Jamie Kitman

From This Might Be A Wiki
Jamie Kitman (third from right) after a show at the Village Gate in the early 1990s
Kitman in 2017

Jamie Lincoln Kitman, Esq., founder of The Hornblow Group, was TMBG's manager from the mid-1980s to late-2010s.

Kitman is interviewed in Gigantic, and in the commentary the Johns and AJ Schnack joke that he single-handedly tried to drive Gigantic into an R rating because he curses three times.

Kitman is an attorney and he reviews automobiles for Automobile Magazine. His prose is casual and quite funny. His article, "Our Roadies, Ourselves", which appeared in the February 1988 issue, is a story of a Giant road trip with Johns Flansburgh and Linnell, Bill Krauss, and himself in a Plymouth Voyager.

He also had a feature in BBC's Top Gear magazine, and many of his articles, such as Back the Pony, appear on the website. In addition, he previously kept a blog on the site.

In 2022, he was interviewed on the They Might Be Giants fan podcast 9 Secret Eps, where he spoke about his 30-year career managing TMBG, beginning with the story of how he met John and John.
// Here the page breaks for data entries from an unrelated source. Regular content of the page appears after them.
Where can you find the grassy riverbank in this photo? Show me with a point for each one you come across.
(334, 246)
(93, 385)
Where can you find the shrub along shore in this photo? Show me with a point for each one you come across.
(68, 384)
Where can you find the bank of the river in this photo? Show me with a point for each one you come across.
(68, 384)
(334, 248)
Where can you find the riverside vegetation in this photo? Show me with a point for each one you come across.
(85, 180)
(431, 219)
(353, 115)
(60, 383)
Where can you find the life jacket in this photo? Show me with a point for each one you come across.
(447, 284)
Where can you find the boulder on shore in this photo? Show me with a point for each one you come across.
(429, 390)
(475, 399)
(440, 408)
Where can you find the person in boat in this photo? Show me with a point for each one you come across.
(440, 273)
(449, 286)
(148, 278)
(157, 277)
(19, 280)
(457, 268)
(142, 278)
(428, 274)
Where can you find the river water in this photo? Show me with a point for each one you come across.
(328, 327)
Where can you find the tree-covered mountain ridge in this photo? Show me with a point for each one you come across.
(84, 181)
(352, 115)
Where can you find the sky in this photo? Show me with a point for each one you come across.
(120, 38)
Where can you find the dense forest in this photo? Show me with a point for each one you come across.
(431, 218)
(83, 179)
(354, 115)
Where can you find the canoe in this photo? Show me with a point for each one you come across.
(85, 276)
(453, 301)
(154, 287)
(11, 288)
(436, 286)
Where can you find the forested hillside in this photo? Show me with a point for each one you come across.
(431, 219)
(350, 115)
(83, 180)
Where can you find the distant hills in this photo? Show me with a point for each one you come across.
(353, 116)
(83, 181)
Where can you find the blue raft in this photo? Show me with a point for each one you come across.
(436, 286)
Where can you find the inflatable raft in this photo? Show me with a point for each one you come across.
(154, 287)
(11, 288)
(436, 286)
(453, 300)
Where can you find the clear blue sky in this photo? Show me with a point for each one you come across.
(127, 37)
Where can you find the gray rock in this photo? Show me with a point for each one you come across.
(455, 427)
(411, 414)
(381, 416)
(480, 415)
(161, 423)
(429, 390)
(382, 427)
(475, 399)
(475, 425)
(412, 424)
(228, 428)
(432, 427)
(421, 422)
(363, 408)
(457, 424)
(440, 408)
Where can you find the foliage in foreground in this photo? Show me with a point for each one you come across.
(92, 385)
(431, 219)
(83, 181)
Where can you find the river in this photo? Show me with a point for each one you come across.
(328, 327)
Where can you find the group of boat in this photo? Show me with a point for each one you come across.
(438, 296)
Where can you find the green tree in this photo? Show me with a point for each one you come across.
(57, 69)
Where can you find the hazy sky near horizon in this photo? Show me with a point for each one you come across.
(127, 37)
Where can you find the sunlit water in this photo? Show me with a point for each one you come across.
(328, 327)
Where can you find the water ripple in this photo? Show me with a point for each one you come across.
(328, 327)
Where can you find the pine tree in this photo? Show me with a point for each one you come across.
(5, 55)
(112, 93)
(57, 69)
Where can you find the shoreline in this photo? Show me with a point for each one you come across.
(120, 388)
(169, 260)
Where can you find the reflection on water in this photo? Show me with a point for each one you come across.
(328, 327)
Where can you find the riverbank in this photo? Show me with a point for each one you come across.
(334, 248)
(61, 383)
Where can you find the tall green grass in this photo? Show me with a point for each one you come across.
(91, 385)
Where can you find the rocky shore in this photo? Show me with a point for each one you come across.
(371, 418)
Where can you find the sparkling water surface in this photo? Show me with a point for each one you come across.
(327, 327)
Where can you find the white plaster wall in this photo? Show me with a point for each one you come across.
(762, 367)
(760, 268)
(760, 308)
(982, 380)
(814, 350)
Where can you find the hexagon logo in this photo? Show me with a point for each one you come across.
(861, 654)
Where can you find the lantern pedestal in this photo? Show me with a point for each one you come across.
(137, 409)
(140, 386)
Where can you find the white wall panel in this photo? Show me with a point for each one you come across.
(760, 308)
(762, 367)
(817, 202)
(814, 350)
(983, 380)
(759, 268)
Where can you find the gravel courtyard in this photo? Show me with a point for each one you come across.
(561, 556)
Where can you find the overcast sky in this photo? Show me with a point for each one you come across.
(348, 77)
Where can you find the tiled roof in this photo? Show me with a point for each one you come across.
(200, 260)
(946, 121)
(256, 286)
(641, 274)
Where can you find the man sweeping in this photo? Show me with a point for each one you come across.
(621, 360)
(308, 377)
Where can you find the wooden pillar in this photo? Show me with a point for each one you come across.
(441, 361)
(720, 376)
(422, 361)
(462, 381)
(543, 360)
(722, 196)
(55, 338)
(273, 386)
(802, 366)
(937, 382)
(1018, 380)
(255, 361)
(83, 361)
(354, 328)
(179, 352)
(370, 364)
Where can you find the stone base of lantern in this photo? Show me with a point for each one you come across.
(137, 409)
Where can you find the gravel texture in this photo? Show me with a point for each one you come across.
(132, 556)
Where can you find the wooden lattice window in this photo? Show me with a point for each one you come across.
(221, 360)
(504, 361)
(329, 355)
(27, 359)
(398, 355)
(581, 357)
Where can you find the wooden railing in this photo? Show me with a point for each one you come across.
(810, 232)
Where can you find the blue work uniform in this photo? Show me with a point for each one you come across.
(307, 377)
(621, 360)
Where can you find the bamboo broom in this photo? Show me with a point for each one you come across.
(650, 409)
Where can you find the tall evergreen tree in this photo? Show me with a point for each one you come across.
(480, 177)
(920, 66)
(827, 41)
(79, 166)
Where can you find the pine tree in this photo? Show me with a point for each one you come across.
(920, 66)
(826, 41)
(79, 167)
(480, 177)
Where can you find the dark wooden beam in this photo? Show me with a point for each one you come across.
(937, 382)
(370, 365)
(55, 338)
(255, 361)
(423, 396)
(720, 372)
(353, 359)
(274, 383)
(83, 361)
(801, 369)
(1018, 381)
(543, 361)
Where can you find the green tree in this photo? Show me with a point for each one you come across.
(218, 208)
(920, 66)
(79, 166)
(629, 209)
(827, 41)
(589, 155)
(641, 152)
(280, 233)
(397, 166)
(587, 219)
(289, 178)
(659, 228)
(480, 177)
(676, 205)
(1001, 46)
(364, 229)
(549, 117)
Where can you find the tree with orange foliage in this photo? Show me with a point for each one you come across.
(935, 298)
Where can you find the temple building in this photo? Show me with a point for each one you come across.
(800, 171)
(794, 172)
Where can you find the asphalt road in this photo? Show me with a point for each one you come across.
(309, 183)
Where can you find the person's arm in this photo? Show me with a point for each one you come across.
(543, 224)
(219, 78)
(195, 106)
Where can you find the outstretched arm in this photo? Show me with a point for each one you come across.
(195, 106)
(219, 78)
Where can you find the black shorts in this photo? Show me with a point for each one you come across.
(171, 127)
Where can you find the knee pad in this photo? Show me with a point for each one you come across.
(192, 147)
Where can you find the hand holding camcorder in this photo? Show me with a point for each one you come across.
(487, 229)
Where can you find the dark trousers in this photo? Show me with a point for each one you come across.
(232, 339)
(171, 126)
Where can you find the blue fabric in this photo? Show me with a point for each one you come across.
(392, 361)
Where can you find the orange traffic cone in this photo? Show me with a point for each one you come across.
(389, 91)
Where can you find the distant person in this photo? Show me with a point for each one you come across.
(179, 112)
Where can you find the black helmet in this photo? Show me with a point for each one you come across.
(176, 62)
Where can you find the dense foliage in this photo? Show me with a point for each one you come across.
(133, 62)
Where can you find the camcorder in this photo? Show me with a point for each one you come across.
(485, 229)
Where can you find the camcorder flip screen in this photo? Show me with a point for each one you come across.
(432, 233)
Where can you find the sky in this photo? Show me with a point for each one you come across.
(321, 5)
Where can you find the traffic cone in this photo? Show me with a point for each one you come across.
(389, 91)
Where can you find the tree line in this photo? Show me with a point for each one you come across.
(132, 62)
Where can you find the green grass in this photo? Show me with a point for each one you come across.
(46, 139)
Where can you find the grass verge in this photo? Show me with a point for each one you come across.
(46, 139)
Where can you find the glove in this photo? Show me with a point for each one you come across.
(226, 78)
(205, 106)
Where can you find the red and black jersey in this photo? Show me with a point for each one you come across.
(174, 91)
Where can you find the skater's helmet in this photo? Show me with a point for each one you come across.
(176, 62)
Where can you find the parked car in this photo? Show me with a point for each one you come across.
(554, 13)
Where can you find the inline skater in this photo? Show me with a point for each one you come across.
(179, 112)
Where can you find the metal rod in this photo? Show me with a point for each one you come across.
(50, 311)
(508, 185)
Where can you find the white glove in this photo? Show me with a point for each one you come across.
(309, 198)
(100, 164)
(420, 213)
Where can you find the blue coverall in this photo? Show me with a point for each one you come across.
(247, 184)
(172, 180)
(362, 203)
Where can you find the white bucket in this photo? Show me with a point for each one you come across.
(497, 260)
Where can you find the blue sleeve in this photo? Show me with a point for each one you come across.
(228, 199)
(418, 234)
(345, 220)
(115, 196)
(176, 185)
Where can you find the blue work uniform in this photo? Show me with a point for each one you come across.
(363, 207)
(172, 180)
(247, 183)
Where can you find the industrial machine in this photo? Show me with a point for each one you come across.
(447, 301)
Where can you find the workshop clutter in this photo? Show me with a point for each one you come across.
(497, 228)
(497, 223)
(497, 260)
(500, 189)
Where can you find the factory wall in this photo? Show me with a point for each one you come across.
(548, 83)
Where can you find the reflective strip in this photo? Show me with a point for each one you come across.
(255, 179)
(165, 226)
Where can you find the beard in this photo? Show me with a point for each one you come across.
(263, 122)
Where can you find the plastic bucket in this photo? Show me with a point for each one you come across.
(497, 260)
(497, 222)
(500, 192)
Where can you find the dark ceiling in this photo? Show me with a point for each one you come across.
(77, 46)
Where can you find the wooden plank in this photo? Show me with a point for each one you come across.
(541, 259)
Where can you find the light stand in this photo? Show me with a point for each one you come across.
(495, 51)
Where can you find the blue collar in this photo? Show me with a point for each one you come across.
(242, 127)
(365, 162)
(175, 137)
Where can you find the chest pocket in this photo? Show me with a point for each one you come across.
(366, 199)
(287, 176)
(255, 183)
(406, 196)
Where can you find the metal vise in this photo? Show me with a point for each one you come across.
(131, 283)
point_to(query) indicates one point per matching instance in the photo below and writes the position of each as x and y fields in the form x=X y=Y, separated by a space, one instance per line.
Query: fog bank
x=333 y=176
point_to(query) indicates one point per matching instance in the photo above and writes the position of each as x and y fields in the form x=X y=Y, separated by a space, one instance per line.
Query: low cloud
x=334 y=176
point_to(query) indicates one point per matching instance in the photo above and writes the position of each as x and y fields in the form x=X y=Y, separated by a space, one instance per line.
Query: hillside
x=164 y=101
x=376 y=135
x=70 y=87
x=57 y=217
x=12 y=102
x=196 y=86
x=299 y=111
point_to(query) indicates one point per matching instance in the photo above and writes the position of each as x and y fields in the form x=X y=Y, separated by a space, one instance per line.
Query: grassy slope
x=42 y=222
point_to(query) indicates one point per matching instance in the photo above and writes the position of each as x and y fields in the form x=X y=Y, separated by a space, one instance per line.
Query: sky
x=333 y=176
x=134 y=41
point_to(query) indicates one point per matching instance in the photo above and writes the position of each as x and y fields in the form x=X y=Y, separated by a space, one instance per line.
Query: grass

Jamie Kitman on TMBG[edit]

From Downtown Magazine

The starting point for my management career was the unshakeable belief that the world wouldn’t be a better place until as many people as possible knew about They Might Be Giants... If I had to name a person who inspired me first and longest, it would be TMBG’s John Flansburgh. His work ethic is extreme yet highly-admirable, if possibly toxic to lesser men and women, but what I love the most is his resilience. His partner in TMBG, John Linnell, whom I love dearly, is obviously a very motivated genius as well.

From Gigantic:

They're some type of cranky New England Yankees, you know? Uh..I could say if you were trying to put the sort of sub-species of people that they're in, they have Puritan elements to their components; they have, like, old-fashioned New England liberal elements, and also, they're sort of these really boho Williamsburg art-fuck type of tendencies—and I say that in a caring way.